State and District Regulations

State and District rules control angling in Ontario. The key and significant State law regarding fishing are Ontario's "Fisheries Act,"; which defends guards, takes care of, and saves fish and its habitat. Likewise, it controls the fishing seasons, limits to catch, possession, and size, the gears allowed, and fish sanctuaries. On the other hand, the "Fish and Wildlife Conservation Act" is the primary provincial law that regulates fishing. It is stated in this decree that fishing licenses are issued.

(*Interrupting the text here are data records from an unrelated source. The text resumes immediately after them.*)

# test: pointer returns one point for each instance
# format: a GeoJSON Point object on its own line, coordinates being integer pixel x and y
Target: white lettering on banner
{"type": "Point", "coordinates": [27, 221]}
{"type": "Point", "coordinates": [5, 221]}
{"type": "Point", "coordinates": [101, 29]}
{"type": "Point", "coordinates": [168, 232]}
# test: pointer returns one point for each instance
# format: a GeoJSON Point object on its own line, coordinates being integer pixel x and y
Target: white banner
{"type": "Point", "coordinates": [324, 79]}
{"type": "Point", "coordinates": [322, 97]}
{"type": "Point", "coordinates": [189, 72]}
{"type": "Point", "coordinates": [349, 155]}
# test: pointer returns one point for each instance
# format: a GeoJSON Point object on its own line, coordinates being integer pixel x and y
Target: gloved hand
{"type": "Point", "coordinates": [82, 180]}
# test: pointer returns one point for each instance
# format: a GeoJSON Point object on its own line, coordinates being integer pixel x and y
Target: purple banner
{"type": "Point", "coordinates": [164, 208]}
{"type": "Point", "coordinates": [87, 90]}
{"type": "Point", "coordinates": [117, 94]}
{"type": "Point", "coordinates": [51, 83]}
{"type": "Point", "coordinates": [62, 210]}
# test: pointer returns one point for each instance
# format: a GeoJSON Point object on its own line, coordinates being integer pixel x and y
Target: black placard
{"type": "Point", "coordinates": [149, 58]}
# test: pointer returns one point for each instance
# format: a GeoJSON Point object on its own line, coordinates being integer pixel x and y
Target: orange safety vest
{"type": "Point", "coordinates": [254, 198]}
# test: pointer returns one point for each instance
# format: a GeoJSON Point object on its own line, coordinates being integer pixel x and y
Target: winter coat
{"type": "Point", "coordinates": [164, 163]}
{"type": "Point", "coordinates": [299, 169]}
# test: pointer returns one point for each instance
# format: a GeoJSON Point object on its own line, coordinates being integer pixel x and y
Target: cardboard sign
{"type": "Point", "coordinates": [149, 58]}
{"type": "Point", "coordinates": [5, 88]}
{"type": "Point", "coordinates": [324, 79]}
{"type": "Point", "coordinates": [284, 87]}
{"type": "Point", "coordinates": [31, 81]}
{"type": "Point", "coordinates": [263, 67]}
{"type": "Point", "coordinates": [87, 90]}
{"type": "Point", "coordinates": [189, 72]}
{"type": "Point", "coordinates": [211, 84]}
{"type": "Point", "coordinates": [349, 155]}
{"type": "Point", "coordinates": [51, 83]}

Wildlife Protection and Preservation Officers

Wildlife Protection Officers have the authority to inspect, search, arrest, and seize under the different acts they carry out, together with Ontario’s "Fish and Wildlife Preservation decree" and the "Fisheries Regulation and Act." During the Conservation Officer's duty, they may do the following:

1. Ask essential questions that are about the inspection they are conducting;

2. Review and examine buildings;

3. Stop and examine a boat, vehicle, or aircraft;

4. Confiscate certain items which are related to the offense that an individual may have done;

5. Search and investigate having the warrant to legalize such search;

6. Search and investigate having no warrant to support the search in situations that require immediate attention and action;

7. Arrest anybody that the Wildlife Preservation Officer supposes and believe has committed, or is in the act of performing, or is about to complete a violation or offense.

Open Seasons

The species in the area determine the opening and closing dates of the fishing season change. It is illegal to try catching a fish for which the season has already been closed, even if one is going to release it after. Do understand that closed seasons protect the fish at the time of the year when they are most susceptible, especially during spawning.

Unless specially stated, species not on the list have a year-round open season.